More than 86% of UK dog owners have already micro-chipped their pets. But, on 6 April this year, micro-chipping dogs became compulsory. Any dog over the age of eight weeks must be micro-chipped and registered on a national database.
If a local authority finds a dog without a microchip, it can order the owner to microchip their dog within 21 days, or face a fine of £500.
Buying a pet
Pet ownership often starts with buying your pet, and by law you must be at least 16 years old to buy an animal. Adults are legally responsible for the welfare of their children’s pets.

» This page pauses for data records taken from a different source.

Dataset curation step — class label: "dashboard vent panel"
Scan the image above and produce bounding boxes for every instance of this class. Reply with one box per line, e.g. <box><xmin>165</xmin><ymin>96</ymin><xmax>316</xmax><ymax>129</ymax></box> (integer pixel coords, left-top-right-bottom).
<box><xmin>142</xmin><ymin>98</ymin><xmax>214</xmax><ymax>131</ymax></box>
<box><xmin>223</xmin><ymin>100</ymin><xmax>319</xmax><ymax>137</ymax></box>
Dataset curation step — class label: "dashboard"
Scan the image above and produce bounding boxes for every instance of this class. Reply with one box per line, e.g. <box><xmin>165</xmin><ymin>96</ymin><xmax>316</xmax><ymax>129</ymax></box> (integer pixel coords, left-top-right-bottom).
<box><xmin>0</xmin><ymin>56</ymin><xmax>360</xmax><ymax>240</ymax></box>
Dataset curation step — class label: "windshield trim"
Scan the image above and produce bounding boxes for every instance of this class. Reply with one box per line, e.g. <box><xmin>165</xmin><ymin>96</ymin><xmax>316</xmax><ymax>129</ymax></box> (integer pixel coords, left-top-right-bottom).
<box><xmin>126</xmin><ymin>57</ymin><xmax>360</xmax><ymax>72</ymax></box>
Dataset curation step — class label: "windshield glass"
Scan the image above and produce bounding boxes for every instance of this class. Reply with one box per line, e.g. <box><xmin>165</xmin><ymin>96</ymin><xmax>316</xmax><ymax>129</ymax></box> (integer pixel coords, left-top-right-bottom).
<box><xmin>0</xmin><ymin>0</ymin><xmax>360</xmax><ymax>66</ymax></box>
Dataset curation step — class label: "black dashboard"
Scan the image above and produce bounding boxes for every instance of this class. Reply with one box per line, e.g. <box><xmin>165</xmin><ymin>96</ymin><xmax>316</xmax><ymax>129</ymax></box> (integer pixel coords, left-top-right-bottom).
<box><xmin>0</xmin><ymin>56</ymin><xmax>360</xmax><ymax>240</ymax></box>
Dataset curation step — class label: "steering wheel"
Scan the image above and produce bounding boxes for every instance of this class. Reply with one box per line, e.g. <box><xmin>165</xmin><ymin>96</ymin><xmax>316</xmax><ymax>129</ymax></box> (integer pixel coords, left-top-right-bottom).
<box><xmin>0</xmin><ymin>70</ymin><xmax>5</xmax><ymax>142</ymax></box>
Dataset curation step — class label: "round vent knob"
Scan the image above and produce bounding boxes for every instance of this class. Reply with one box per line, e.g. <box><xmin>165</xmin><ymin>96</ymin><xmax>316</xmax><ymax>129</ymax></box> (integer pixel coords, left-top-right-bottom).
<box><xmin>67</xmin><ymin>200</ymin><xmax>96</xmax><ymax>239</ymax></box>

When you buy a pet from a shop, the law protects you as a consumer. That means that if your pet gets sick or dies shortly after you buy it, the pet shop may give you a refund or replace your pet.
If you buy an animal from a private seller, you have fewer rights. For more about your rights, visit Citizens Advice’s website.
Caring for animals
The Animal Welfare Act is now 10 years old. It states that owners must take all reasonable steps to:
- meet their pets’ needs
- give them enough food and water
- house them properly, and
- protect them from pain, suffering, injury and disease
People who don’t look after their animals can be banned from owning them, fined up to £20,000, or even be sent to prison.
Going to the vet
Trips to the vets are part and parcel of owning a pet, and the law protects you and your animals while you’re there.
If the treatment a vet gives doesn’t meet a reasonable standard of care and injures your pet, you can complain or take legal action.